Bassey’s forthcoming book is “To Cook a Continent: Destructive Extraction and the Climate Crisis in Africa.” He explained the title in an interview with reporter Amy Goodman of the radio news show Democracy Now.
“Africa has been in the pot for centuries now,” Bassey said. “It’s where everybody goes to extract resources... Our land is being grabbed, torn into plantations, torn into agrofuel farms… It's the backyard where resources are extracted at the least cost and at a maximum profit. Africa is in the pot, and the fire is being stoked by climate change, more than you could imagine."
Bassey continued: “Africa is directly at the front line being hit by global warming.

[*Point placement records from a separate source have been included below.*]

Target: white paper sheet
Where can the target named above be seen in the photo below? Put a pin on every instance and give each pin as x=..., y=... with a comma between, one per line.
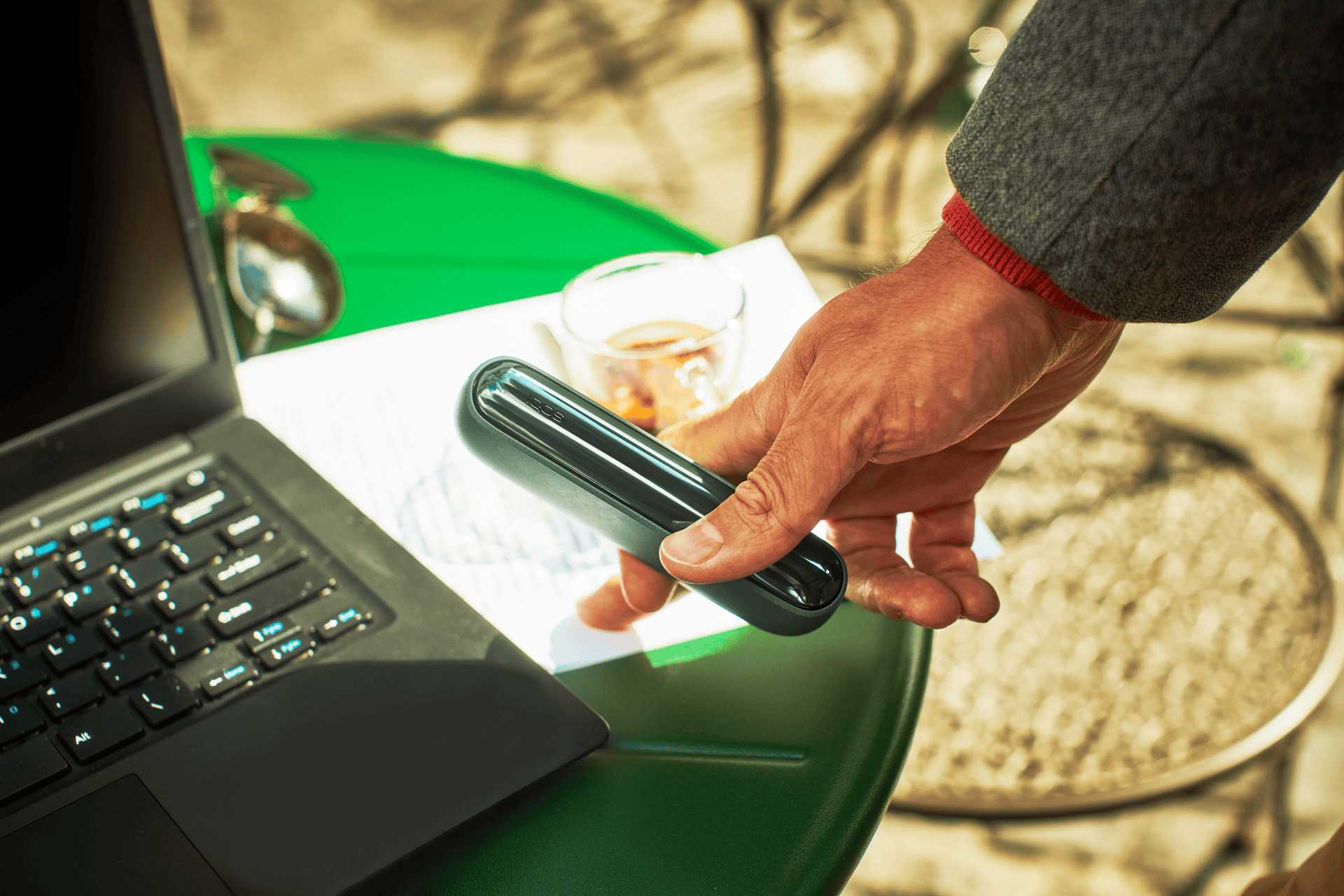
x=372, y=413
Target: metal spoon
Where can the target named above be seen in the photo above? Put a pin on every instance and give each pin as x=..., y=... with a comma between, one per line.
x=279, y=273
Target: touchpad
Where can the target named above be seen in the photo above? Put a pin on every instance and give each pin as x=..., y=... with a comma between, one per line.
x=125, y=844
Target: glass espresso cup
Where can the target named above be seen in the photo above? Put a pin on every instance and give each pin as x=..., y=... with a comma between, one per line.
x=655, y=337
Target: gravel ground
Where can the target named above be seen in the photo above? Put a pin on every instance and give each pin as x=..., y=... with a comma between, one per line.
x=1159, y=605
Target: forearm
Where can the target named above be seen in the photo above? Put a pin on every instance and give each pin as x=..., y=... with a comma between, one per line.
x=1151, y=155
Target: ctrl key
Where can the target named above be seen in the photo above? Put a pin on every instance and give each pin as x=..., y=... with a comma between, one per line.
x=27, y=766
x=100, y=731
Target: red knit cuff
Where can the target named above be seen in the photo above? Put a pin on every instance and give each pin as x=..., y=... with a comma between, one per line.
x=992, y=251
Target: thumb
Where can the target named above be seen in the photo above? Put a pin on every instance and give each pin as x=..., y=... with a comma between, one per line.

And we all know that Africa is the least contributor to the store of carbon in the atmosphere.”
Bassey, founder of Environmental Rights Action/Friends of the Earth Nigeria also commented on the recent suit by four Nigerian villagers against the oil giant Royal Dutch Shell for polluting their land with oil that gushed from a broken pipeline. "It's a landmark suit and a welcome development in efforts at getting the oil company to be accountable for irresponsible actions carried out abroad,” he said.
Chima Williams of Friends of the Earth Nigeria, now in the Netherlands on behalf of the victims, stated: "These people have tried in many ways to get Shell to clean up the mess, but they have got nowhere. Now, as a last resort, they are trying to obtain justice at The Hague Civil Court, Netherlands."
Shell has denied all responsibility, saying that the Dutch court has no jurisdiction over its Nigerian subsidiary. A demonstration in solidarity with the four Nigerian farmers who filed the suit is being planned.